Every calculation that can be made about a normal distribution can be made about the large n normal approximation to the sampling distribution of X. See the normal distributions page for examples. They can be direct or inverse lookup. They can involve any sort of event: lower tail area, upper tail area, area over an interval.

The only thing you have to be careful about is to use σ ⁄ √n instead of σ. If you goof that up, you will be nowhere near the right answer. (So if you get an answer that seems ridiculous, check that you got the √n in the right place.)
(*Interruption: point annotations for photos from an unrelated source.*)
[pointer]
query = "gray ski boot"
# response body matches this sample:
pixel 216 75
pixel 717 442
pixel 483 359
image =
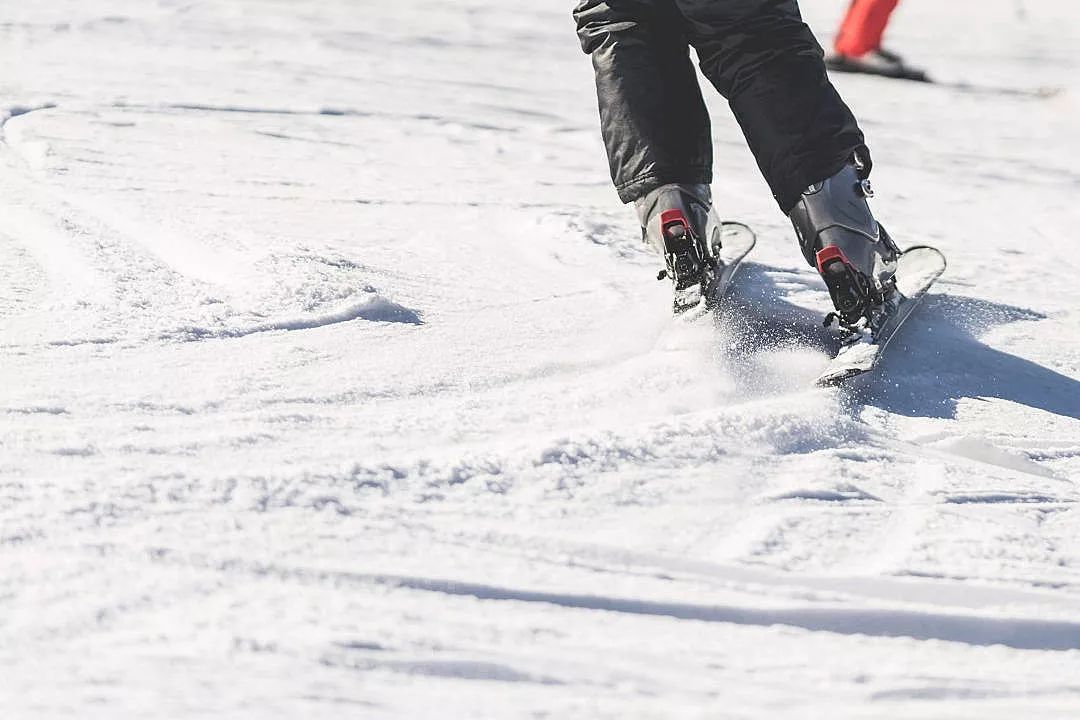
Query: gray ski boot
pixel 854 255
pixel 678 221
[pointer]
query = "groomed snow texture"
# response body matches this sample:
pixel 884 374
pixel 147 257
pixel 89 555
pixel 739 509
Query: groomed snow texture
pixel 337 383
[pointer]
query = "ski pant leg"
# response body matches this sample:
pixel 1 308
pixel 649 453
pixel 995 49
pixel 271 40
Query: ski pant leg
pixel 765 60
pixel 652 118
pixel 863 26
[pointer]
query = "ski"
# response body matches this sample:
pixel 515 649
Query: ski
pixel 917 269
pixel 839 64
pixel 731 242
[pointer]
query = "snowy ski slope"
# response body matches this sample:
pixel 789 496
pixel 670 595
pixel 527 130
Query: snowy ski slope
pixel 337 383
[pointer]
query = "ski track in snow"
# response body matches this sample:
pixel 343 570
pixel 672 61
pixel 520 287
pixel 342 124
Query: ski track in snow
pixel 336 381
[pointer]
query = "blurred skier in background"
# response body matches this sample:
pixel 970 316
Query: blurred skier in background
pixel 858 45
pixel 765 60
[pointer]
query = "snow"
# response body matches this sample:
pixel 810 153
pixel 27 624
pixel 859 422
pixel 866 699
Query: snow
pixel 336 381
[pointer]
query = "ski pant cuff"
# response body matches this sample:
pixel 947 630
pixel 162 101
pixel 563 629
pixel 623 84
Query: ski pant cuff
pixel 646 182
pixel 788 194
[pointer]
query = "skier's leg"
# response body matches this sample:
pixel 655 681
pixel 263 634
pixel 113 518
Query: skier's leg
pixel 863 27
pixel 767 63
pixel 656 130
pixel 652 117
pixel 765 60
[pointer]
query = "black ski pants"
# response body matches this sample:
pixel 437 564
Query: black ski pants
pixel 758 54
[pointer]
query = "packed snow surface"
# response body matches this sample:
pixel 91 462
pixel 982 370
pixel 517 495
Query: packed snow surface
pixel 338 383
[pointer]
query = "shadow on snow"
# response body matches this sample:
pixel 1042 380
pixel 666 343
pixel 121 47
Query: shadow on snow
pixel 934 362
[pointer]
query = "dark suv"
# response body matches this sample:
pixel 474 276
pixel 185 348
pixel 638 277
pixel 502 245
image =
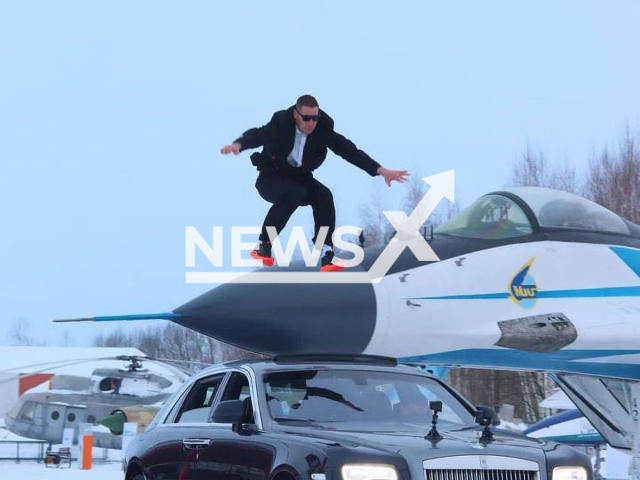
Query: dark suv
pixel 333 418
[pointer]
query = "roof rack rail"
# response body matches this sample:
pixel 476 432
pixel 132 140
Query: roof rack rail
pixel 336 358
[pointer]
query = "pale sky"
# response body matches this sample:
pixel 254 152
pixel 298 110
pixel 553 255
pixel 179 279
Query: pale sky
pixel 112 115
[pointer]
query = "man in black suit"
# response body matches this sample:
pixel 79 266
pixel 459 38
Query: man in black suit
pixel 295 143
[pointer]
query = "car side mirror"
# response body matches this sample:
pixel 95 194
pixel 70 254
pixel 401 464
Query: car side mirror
pixel 229 411
pixel 486 416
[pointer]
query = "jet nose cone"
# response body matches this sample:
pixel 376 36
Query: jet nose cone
pixel 286 318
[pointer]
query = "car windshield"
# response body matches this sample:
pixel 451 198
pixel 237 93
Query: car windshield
pixel 360 400
pixel 491 217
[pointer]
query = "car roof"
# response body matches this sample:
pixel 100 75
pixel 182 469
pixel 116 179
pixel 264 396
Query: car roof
pixel 294 362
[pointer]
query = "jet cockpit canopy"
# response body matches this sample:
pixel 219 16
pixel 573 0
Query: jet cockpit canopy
pixel 521 211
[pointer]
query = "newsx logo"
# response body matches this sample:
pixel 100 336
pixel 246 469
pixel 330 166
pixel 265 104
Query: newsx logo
pixel 407 236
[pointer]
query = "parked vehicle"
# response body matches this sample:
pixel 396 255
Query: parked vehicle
pixel 335 418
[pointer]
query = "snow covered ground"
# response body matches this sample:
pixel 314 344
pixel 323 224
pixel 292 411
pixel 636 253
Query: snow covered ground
pixel 37 471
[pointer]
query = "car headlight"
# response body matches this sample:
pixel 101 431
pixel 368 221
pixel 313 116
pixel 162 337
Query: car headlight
pixel 569 473
pixel 370 472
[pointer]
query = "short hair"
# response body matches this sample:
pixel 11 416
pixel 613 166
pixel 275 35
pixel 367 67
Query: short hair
pixel 307 101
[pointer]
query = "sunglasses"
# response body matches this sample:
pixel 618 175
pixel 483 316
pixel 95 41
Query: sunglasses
pixel 308 118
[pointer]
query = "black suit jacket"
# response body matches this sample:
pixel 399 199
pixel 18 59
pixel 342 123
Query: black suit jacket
pixel 278 136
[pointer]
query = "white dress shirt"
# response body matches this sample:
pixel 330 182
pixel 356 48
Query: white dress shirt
pixel 295 157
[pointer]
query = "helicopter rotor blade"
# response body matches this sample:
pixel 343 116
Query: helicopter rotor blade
pixel 118 318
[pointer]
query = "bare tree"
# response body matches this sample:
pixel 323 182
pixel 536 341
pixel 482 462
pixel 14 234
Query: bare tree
pixel 20 333
pixel 613 179
pixel 174 342
pixel 373 222
pixel 532 169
Example 10.7 from the Book

The random variable of interest is time required to service an air conditioner. We are given

μ = 1 (hour)
σ = 1 (hour)
n = 70

and we are to do a direct lookup to get an upper tail area (area to right) past 50 minutes, which is 50 / 60 hours. (Be careful to keep all numbers in the same units).

To do by computer

To do by hand, see the textbook (p. 261).

There are two ways to botch this: miss the 50 / 60 issue or forget sqrt(n). Otherwise it is just a general normal distribution, direct lookup, area to the right problem.

An Inverse Problem Related to Example 10.7 from the Book

Suppose instead of the preceding problem we are asked an inverse or backward lookup problem.

What is the x such that 90% of the sampling distribution of the sample mean of the n = 70 air conditioner preventative maintenance times lies below x?

By Computer

Except for using σ ⁄ √n instead of σ, this problem is just a general normal distribution inverse lookup problem.

We use qnorm rather than pnorm.

The answer is 1.153175 hours.

If we want to convert to minutes, that's one hour and 9.2 minutes. (But there's no need to do that.)

By Hand

There are three steps (0) figure out which normal distribution (1) backward look up (2) unstandardize.

Which Normal Distribution. A problem about the sampling distribution of X is about the normal distribution with mean μ and standard deviation σ ⁄ √n, where μ and σ are the population mean and standard deviation, respectively. In this problem

μ = 1 (hour)

and the standard deviation is

σ ⁄ √n = 1 ⁄ √70 = 0.12 (hour)

The calculation here is no different from a forward problem and is done in the textbook's Example 10.7 and also in our redo of this example.

Backward Look Up. Now we need to find numbers bracketing 0.90 in the table. They are found in the following row.

         .00   .01   .02   .03   .04   .05   .06   .07   .08   .09
  1.2 | .8849 .8869 .8888 .8907 .8925 .8944 .8962 .8980 .8997 .9015

So the result of the backward lookup is somewhere between 1.28 and 1.29, closer to the former, say 1.281.

Unstandardize.

x = μ + (&sigma ⁄ √n) z = 1 + 0.12 × 1.281 = 1.154

Important! Where we used σ in Chapter 3 problems, we use &sigma ⁄ √n in Chapter 10 problems. Otherwise, no difference. But this is a very important difference. If you miss the √n, you get nowhere near the right answer.

Summary

Regardless of what the population distribution is, no matter how skewed, or how non-normal looking, the sampling distribution of the sample mean is nearly normal for sufficiently large sample size.

There is no reason to expect the sampling distribution of X to be anything like normal for small sample sizes, unless the population distribution is nearly normal.

The more skewed the population distribution, the larger the sample size needed for the central limit theorem to be a decent approximation.

There is no magic sample size where the central limit theorem kicks in, contrary to the impression given by many introductory textbooks (but not ours). It all depends on the population distribution, in particular how skewed and how heavy tailed it is.